The only advise I have is keep it up! Repetition and trust. Try to have a daily schedule Beezle can get used to-so he starts to expect when you'll be visiting and/or letting him explore. He will undoubtedly look forward to seeing you every day! :D

thebubbleking
12-06-2007, 03:46 PM
Don't give up your actually progressing fast just be patient and in case you didn't know beezle knows how to do every trick there is but just like most lovebirds he will wait to give it to you as a treat lol

michael
12-07-2007, 01:07 AM
So after trying to coax Beezle out of his/her cage nicely, I finally just picked him up and took him out of the room. I did quite a bit of stepping up followed by millet treats(like training a dog??), he caught on pretty quick, I did this for a while, I didn't time it though. The second his cage came back into sight he bolted, and freaked out until he was back inside. No more step ups at this point, I had to pick him up again to put him back in(once inside he promptly attacked the nearest toy) I dunno, is he just not use to being outside his cage yet? I know he still doesn't trust me or probably even understand what/who I am

You know, the one thing I noticed was your his/her reference to Beezles gender, so its still possible you have a very young hen. One of two things may be happening here. He/she may be starting to become more protective of the cage, and/or confused or frustrated from being removed against his/her "will" once the cage is noticed again. I may be wrong here, but in a way I feel Beezle needs to step up on his own instead of being taken out first. Letting him do this may add to the trust needed to finally make that decision, otherwise you may end up with more of a standoff. Surely Beezle understands who and what you are but may not quite know what to think of you yet. What he does know is what counts the most here. He knows you will take him out even if he doesn't like it, and he knows where he belongs and feels safest. What you know will never matter to him at all, but your behavior and actions will. It is possible Beezle will simply not change his idea of who and what you are unless a more congenial approach is taken towards getting to know each other. I think Beezle is just frightened yet and over time will feel more comfortable. Or, maybe confused/mad because things aren't going the way he thinks they should. Beezle is at a really good age right now. You could say he is still very impressionable. If I'm correct he's not 9 months old as you thought begin with. But really about 5-6 months old because the pet store later told you they had him at 2 months and at 4 is when they said you purchased him. You could say he/she is at the perfect age :)....................Michael and Goofy lovebird

Jessica
12-07-2007, 10:32 PM
We have a new lovebird too. Well not that new since he came in October but he is still very shy. Luckily he steps up but for the first month he pretty much would jump back in the cage. When I took him to other places he just wasn't comfortable so out time was very short.
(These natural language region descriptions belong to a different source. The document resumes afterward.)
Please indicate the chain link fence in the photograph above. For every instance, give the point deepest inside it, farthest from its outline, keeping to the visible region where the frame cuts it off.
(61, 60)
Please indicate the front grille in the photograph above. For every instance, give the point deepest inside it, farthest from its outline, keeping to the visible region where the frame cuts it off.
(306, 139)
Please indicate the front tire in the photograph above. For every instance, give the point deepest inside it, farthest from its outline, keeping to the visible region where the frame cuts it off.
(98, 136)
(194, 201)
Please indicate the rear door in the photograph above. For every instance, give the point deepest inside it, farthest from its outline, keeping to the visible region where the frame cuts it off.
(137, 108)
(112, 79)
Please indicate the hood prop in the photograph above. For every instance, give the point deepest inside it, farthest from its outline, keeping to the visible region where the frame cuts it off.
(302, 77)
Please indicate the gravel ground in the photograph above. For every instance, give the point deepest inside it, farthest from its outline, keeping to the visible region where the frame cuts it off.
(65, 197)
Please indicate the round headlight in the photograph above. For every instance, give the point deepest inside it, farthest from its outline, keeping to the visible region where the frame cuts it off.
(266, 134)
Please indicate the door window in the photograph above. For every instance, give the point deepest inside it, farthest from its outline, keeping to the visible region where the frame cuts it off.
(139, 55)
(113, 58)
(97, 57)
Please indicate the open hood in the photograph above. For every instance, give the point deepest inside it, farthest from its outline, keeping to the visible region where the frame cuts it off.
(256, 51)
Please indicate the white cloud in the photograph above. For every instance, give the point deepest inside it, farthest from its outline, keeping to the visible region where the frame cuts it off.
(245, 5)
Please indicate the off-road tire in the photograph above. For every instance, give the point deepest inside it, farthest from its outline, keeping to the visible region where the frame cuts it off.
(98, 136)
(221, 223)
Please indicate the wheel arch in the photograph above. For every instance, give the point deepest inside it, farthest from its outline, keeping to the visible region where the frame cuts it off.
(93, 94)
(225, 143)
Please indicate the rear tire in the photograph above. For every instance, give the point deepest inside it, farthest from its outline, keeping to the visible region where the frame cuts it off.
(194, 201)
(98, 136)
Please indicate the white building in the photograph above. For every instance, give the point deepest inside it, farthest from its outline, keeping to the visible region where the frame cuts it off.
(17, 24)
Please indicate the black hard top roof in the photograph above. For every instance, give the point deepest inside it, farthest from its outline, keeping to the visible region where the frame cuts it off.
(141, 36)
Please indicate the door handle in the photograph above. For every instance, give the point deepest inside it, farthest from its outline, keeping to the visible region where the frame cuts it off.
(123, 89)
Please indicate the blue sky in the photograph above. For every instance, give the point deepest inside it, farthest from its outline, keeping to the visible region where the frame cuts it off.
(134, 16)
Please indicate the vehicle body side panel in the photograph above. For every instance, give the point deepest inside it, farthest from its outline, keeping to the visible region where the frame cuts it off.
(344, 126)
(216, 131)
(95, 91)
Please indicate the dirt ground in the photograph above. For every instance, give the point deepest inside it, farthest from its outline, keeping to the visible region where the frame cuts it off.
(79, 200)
Finally after months of patience he will go in to the bathroom and explore. Once in a while he will let me give him kisses but for the most part is very hand shy. Griffin also would like very much to make friends with our other lovebrd but he's a bully. Waiting for them to learn to trust you can be really frustrating but I am happy with my progress. Griffin is beginning to understand we won't hurt or handle him roughly. I feel taking the time to let them adjust and trust is really the way to go because it's a deep connection that is pricelesss.

I really hope Beezle starts to relax and trust soon.